Bulgogi Bibimbap
Beef bulgogi bibimbap combines tender marinated beef, vibrant carrots, crunchy bean sprouts, earthy shiitake mushrooms, and a sunny-side-up (or soft boiled) egg over a bed of rice. This flavorful and nutritious dish is ideal for meal prep or a quick, satisfying weeknight dinner. Serve with spicy gochujang sauce for an extra kick!
Ingredients
For the Bulgogi
- ⅓ cup light soy sauce
- 1 teaspoon red pepper flakes chili flakes, optional
- 1 teaspoon ginger minced
- 1 teaspoon garlic minced, 1-2 cloves
- 1 teaspoon sesame oil
- 2 teaspoons brown sugar
- 1 tablespoon rice wine mirin
- ¼ teaspoon black pepper
- ½ pear finely grated, or red apple
- 400 grams beef tenderloin thinly sliced, or thick steak, or skinless boneless chicken breast or thighs
- cooking oil for greasing frying pan
For the Rice
- 1 cup sushi rice 215 grams
- 1 ½ cups water 375 ml/grams, 13.22 ounces
For the Vegetables
- 12 dried shiitake mushrooms soaked in hot water for at least 20 minutes or until soft
- 1 tablespoon neutral flavored oil
- salt
- 75 grams bean sprouts blanched
- ½ cup carrot sliced into strips
Instructions
For the Bulgogi
- In a mixing bowl, combine all bulgogi ingredients except the oil. Mix well and make sure the beef is evenly coated. Cover, regridgerate and marinate for at least 20 minutes (overnight for better flavor).
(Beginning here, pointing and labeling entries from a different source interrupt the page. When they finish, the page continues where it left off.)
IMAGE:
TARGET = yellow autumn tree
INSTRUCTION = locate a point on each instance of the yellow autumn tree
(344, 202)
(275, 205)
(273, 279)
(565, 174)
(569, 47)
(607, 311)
- Heat oil in a frying pan, cook beef for 3 to 4 minute or until browned and cooked. Turn off heat and set aside.
For the Rice
- While the beef is marinating, rinse the rice under room temperature water 2-3 times until the water runs clear. Drain all water.
- Place drained rice and 1 ½ cups water in a medium sized saucepan. Place on medium high heat and bring liquid to a boil. Once at a boil, stir the rice, making sure no grains are stuck at the bottom of the pot. Reduce heat to low, cover with lid, and cook for 15 minutes.
- Turn off heat and allow rice to rest for 15 minutes with lid on.
For the Vegetables
- Cut the soaked and drained shiitake mushrooms into thin slices.
- Heat oil in a frying pan, once hot add mushrooms. Sprinkle with salt. Fry for 3 to 4 minutes or until the mushrooms have softened further and are slightly crisp. Turn off heat.
Putting It All Together
- Place some cooked rice in a bowl. Then top with some meat, mushrooms, bean sprouts, carrot strips, and your choice of fried (or boiled) egg, toasted sesame seeds, nori, or kimchi.
Nutrition Information
Nutrition Facts
Serving: 4 servse
Amount Per Serving
Calories 513
% Daily Value*
| Serving | 1 serve | |
| Calories | 513kcal | 26% |
| Carbohydrates | 24g | 8% |
| Protein | 28g | 56% |
| Fat | 33g | 51% |
| Saturated Fat | 11g | 55% |
| Polyunsaturated Fat | 4g | 24% |
| Monounsaturated Fat | 15g | 75% |
| Cholesterol | 85mg | 28% |
| Sodium | 1728mg | 72% |
| Potassium | 527mg | 11% |
| Fiber | 3g | 12% |
| Sugar | 8g | 16% |
* Percent Daily Values are based on a 2,000 calorie diet.